Ormai, comunque, anche per il vaccino Astrazeneca si punta sulla formula dose intera alla prima somministrazione e dose intera alla seconda, non a quella che aveva dato una risposta apparentemente migliore e cioè mezza dose-dose intera. “Sì. La seconda formula – chiarisce il dirigente Ema – derivava da un errore nella sperimentazione e anche l’azienda ormai l’ha abbandonata. Non c’erano abbastanza dati”. In questi giorni si guarda con preoccupazione alle varianti del virus con il timore che gli attuali vaccini non siano efficaci.
“Non abbiamo ancora quei dati, li stiamo aspettando. Il vaccino di Astrazeneca ha una componente di immunità cellulare importante, potrebbe mantenere una protezione buona anche sulla variante – ipotizza l’esperto –. Ma servono riscontri sul campo, lo vedremo durante le campagne vaccinali. Più che sulla variante inglese, ci servono conferme sulla brasiliana e sulla sudafricana”. Proprio ieri sono stati riscontrati casi di variante brasiliana in Abruzzo. E il vaccino russo e cinese? “Siamo all’inizio – puntualizza Cavaleri – Non siamo alla rolling review. La compagnia russa che produce Spuntik 5 ci ha inviato i primi dati, ci sono ancora diversi punti da chiarire. Nella migliore delle ipotesi tra 2 mesi potrà iniziare la rolling review, ma le incognite sono numerose. Lo stesso tipo di confronto è cominciato con Sinovac, cinese. Se i dati saranno convincenti e la produzione è compatibile con i nostri standard, non ci saranno preclusioni”.
Si avvicina infine il vaccino di Janssen (Johnson&Johnson) la cui fase 3 è iniziata a metà novembre. “Stanno marciando molto speditamente. L’approvazione potrebbe avvenire tra fine febbraio e inizio marzo”. C’è poi il siero italiano. Con i ritardi annunciati nelle consegne di dosi, sia da parte di Pfizer sia di Astrazeneca, il programma di sviluppo del vaccino italiano registra finalmente un’accelerazione. È arrivato il via libera all’accordo di sviluppo Invitalia-Reithera. Il cda di Invitalia, guidato da Domenico Arcuri (nella foto), ha approvato il contratto presentato da Reithera che finanzia un investimento industriale e di ricerca da 81 milioni di euro.
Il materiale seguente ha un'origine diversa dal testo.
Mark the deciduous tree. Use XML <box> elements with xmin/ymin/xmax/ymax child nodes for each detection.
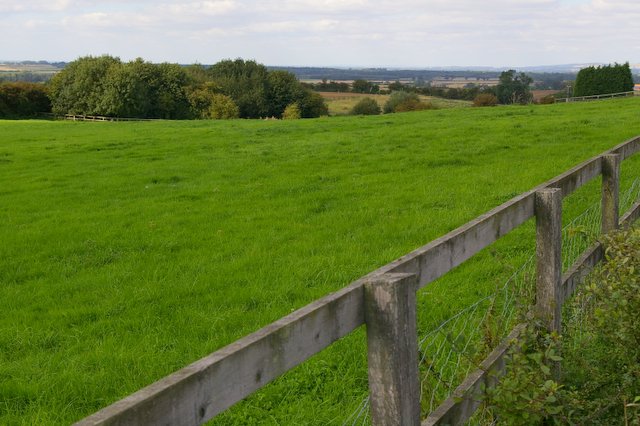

“Gran parte dell’investimento, 69,3 milioni, sarà destinato alle attività di ricerca e sviluppo per la validazione e produzione del vaccino anti-Covid. La restante quota (11,7 milioni) sarà utilizzata per ampliare lo stabilimento di Castel Romano (Roma), dove sarà prodotto l’antidoto – si legge nella nota di Invitalia. – Le agevolazioni concesse, in conformità alle norme sugli aiuti di Stato, ammontano a circa 49 milioni di euro: 41,2 milioni a fondo perduto e 7,8 milioni di finanziamento agevolato”. Ora partirà la preparazione della fase 2, nel giro di due settimane sarà conclusa e potranno partire i test. Se tutto procederà speditamente a giugno potrebbe essere presentata la richiesta di autorizzazione.